Нагибин шагал молча, громко посапывая, что было у него следствием фронтовой контузии и обострялось в моменты душевного напряга.

Я понял, что нужно разговорить его. Но любая банальность могла лишь обозлить мастера и усугубить раздражение. Сказать нужно было то, что оказалось бы для него неожиданностью, шоком.

Но то, что я ему сказал, было неожиданностью и шоком не столько для него, сколько для меня самого, ибо я старался меньше думать об этом.

— Юра, — сказал я, — если всё это рухнет...

— Что? — удивленно отозвался он.

— ...если всё это полетит к чертовой матери...

— А? — переспросил Нагибин.

— ...весь этот соцреализм... ты понимаешь?

— Ну да, — вдруг понял он, сопенье унялось.

— То ты останешься.

В косноязычной тираде, отважно выданной мною в ночной эфир, был двоякий смысл.

Например, это значило, что я — лично я, и то, что я пишу, — что это не останется. То есть, от этого не останется и следа. С малых лет я ощущал всё советское, как единственно возможную и родную для себя стихию. (Позже к этому явлению прилепится уничижительная кличка совок). Уж как меня ни жучила эта родная стихия, как ни сживала со света, я оставался верен ей и только ей: я не знал ничего иного и, добавлю, не хотел знать.

И все мои малахольные герои, совки, ничего иного знать не желали.
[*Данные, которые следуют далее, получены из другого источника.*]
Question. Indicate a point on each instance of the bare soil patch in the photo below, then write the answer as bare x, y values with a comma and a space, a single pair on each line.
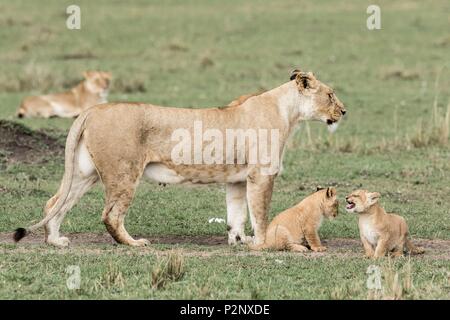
18, 143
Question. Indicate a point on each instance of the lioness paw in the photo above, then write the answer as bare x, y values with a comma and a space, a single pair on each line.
140, 243
319, 249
Не будет этой стихии — нет и моих героев.

Значит, нет и меня.

Да так оно, в конце концов, и случилось.

Иное дело — Нагибин. Барин, белая кость, голубая кровь — да-да, именно так, сколько бы ни шептались, сколько бы ни хихикали за его спиной, — он оставался аристократом. Буквально в каждом жесте и в каждом слове, сказанном или написанном им.

Подчеркнутая отстраненность его прозы — все эти любования природой, все эти охотничьи тропы, все эти зимние сугробы и мещерские угодья — всё это само по себе не было вызовом существующему строю. Но умолчание об остальном несло в себе вызов.
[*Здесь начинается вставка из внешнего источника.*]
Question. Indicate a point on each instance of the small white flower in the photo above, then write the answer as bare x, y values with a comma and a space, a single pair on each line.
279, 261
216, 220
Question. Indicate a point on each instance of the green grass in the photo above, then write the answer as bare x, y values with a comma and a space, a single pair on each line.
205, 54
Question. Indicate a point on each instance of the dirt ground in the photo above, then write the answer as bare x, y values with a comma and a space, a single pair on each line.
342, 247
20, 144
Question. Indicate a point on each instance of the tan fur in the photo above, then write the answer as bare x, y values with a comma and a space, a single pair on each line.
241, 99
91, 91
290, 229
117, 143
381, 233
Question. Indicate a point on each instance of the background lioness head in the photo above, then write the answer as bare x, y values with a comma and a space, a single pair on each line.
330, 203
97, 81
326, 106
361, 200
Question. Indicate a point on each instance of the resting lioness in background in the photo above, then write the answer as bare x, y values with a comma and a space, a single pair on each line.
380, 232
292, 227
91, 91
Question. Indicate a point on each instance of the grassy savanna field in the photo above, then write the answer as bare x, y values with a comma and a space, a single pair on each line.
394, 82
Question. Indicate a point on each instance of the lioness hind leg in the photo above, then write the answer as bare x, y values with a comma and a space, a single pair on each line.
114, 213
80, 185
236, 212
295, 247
Он не был одинок в литературе молчаливого вызова: до него и одновременно с ним этот вызов заявляли Пришвин, Паустовский, Юрий Казаков.

Но я вел этот попутный разговор не с кем-либо, а с ним, с Нагибиным. Мне важно было, чтобы именно он понял, что я имею в виду, говоря: «Ты останешься».

И он понял.

Когда, изложив все эти неожиданные мысли, я искоса взглянул на него, то увидел, что глаза его, невидящие и прямо устремленные вдаль, полны слез.

Нo именно в эту пору, в запале ссоры, любимая женщина бросит ему в лицо: «Паршивая советская сволочь!» «...это обо мне», — пораженно вымолвит он в своем дневнике.

Он знал очень многое о жизни, в которой жил, о людях, с которыми был знаком, был близок или даже состоял в родстве, о себе самом.